Monday, October 31, 2016

Follow the Verdict Form

Markow v. Rosner, No. B260715 (D2d1 Oct. 4, 2016).

A jury awarded damages to Plaintiffs—a patient and his wife suing for loss of consortium—in a med-mal case. The jury purported to allocate the award 60/40 between Doctor and Hospital. Hospital’s liability was based on an ostensible agency theory, not any direct fault on its own part. Hospital moved for judgment notwithstanding the verdict, on the ground that the record was clear that Doctor was an independent contractor, not an agent, and that Plaintiff knew that fact from the get-go. The trial court denied that motion, but the Court of Appeal reverses.

Doctor sought JNOV arguing insufficiency of the evidence of negligence. But neither the trial court nor the Court of Appeal is buying it.

Doctor also takes issue with the special verdict form. At trial, Plaintiff presented two quite distinct theories of negligence and causation. Doctor contends that the verdict form should have polled the jury on each theory, to assure unanimity. But a special verdict is only supposed to poll on the “ultimate facts”the essential elements of the Plaintiff’s claims. I.e., duty, breach, causation, damages. Under Code of Civil Procedure § 624, the facts need to be broad enough so the only task left for the court in interpreting the verdict is to draw the appropriate conclusions of law.

Doctor further claims that the special verdict was inconsistent and ambiguous, in that it found Hospital was not itself negligent, but that it apportioned 40 percent the fault to Hospital. It is clear that the jury made a mistake: It was only supposed to allocate fault if Hospital was itself at fault. It shouldn’t have applied if Hospital was liable due to respondeat superior, which is not a form of comparative fault. The trial court cured this issue by ignoring the fault allocation and finding Hospital to be jointly and severally liable. That was appropriate and a new trial wasn’t necessary. The jury’s straightforward and curable mistake in following the form’s instructions did not make the verdict hopelessly ambiguous.

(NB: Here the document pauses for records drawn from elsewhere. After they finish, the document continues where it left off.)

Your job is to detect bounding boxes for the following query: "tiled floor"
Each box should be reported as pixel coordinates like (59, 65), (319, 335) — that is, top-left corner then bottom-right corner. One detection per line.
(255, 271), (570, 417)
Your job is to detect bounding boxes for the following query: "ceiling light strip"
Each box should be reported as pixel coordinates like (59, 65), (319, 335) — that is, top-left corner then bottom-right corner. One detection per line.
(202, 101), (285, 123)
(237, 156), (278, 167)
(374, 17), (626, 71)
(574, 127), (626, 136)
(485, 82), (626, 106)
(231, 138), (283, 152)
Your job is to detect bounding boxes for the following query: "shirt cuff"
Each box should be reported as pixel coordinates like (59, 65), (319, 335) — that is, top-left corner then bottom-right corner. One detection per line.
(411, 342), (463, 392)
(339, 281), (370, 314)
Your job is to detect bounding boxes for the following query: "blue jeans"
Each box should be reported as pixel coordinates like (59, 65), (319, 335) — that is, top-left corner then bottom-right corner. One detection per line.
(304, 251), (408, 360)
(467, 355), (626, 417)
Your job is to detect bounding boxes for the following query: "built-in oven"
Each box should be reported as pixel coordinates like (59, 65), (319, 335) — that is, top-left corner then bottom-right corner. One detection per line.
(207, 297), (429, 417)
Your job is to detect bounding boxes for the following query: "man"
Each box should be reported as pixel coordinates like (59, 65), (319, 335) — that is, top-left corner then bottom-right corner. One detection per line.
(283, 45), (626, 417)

Finally, Plaintiffs were awarded extra costs under Code of Civil Procedure § 998 because they made a joint offer of judgment for 1 cent less than $1 million, which was rejected, and beat the offer at trial. The offer was conditioned on the accuracy of Doctor’s representation that he had $1 million in insurance coverage.

The court first finds that the fact that the offer was jointly made did not render it invalid. A joint offer can be valid so long as the court can determine whether the verdict counted as a “more favorable judgment” for Plaintiffs. Wife’s loss of consortium damages were capped at $250k under MICRA. So the jury’s $5.2 million award clearly beat the offer for both.

Nor did conditioning the award on the accuracy of Doctor’s discovery about his insurance coverage make the offer to speculative to evaluate. Section 998 offers can contain non-monetary conditions, so long as those conditions can be valued in determining whether a judgment beats the offer. Nothing about the condition contained in Plaintiffs’ offer made it too uncertain to value.

Affirmed in part and reversed in part.